Raney stopped by Jan. 15 to learn what the women's group is doing and how the coal association can help spread the word across the state.

"What we've dealt with for years is 'the coal industry comes in here, swoops in, mines the coal and never supports the community.'

"When you begin to finally autopsy what goes on in local communities, then you find out there's a whole lot of silent support there," Raney said.

Members come from all walks of life, Fairchild said -- from local businesspeople, to retirees, to girls and boys ages 8 to 16 in the juniors group. The juniors group only has about 10 members now, but the auxiliary hasn't gone into schools yet to recruit members.

This summer, present members will visit children in local hospitals with a special present, Mr. Coal. Mr.
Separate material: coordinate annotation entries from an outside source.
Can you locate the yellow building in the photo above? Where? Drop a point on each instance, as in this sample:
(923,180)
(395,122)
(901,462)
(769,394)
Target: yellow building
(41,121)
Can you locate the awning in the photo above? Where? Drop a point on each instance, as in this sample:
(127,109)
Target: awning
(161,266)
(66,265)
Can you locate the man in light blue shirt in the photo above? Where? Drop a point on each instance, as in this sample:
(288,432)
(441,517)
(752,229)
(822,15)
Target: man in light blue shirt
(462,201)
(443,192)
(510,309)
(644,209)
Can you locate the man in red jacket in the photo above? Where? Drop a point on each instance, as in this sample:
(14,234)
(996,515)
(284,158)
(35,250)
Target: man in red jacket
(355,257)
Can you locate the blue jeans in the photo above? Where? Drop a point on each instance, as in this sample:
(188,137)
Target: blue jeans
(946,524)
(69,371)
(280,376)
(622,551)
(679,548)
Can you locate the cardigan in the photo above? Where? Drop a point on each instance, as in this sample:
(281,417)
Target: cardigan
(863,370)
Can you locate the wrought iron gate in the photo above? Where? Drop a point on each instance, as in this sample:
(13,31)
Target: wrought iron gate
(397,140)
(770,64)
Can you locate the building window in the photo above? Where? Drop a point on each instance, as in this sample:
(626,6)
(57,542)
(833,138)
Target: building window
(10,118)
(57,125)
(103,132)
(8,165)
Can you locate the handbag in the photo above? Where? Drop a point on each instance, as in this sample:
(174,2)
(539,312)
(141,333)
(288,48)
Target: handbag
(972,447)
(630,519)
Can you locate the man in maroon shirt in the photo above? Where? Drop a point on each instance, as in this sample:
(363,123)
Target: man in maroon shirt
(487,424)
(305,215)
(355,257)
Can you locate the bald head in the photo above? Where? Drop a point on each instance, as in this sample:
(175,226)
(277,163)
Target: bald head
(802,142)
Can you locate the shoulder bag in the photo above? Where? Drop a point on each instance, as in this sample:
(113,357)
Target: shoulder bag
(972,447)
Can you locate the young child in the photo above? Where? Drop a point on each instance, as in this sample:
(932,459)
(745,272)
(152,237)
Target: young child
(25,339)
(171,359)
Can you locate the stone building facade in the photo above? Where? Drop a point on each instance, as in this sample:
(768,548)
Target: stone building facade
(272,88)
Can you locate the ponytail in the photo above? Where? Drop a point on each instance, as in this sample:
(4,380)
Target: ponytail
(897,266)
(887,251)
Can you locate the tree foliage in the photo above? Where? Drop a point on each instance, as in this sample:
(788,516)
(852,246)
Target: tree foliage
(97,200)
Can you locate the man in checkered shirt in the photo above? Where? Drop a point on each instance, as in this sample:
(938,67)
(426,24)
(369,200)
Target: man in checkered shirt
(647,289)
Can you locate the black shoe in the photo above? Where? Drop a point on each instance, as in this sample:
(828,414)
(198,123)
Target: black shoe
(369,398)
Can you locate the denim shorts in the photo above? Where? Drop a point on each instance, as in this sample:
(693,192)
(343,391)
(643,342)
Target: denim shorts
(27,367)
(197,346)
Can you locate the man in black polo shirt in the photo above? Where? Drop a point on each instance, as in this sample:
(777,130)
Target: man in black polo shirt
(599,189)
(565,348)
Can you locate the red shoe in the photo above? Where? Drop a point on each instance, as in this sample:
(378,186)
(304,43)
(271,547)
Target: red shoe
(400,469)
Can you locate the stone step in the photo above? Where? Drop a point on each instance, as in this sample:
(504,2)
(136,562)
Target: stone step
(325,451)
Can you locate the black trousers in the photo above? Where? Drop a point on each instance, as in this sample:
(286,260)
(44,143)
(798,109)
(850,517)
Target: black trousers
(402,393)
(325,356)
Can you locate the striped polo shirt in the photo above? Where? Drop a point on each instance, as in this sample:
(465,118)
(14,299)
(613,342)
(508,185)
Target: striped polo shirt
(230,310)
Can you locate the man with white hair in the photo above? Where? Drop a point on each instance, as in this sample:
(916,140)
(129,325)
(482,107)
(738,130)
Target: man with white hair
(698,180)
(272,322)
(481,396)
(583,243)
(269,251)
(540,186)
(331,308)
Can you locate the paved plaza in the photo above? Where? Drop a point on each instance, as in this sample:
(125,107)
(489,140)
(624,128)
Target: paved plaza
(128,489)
Coal, a friend for life, is a small, black Labrador stuffed puppy meant to bring a smile to kids' faces during hospital stays.

About 500 of the stuffed animals sit in boxes at the ladies' auxiliary headquarters in Beckley, where the upstairs space is dedicated to the organization its cookbook sales and storing coal-filled light bulbs and stuffed animals, all designed to spread awareness about coal's impact on West Virginia's economy.

Their hopes to go statewide could start soon, probably first with a move into Bluefield and Mercer County. The state has 26 coal-producing counties, Raney said, so the ladies auxiliary programs have plenty of room to grow. Raney and auxiliary board members have started a dialogue on how to take the Raleigh County group's successes and duplicate them elsewhere.

Interest already has emerged in Charleston, where opportunities exist for membership growth. Fairchild said initial efforts in Raleigh County centered around showing examples of how coal indirectly can affect those who do not work directly in the industry. For example, a banker who isn't directly involved with coal might loan money to someone who is in the industry.

"If you can get to people and touch their heart with something that relates to them everyday, that's how we get them in here and get them involved," Fairchild said.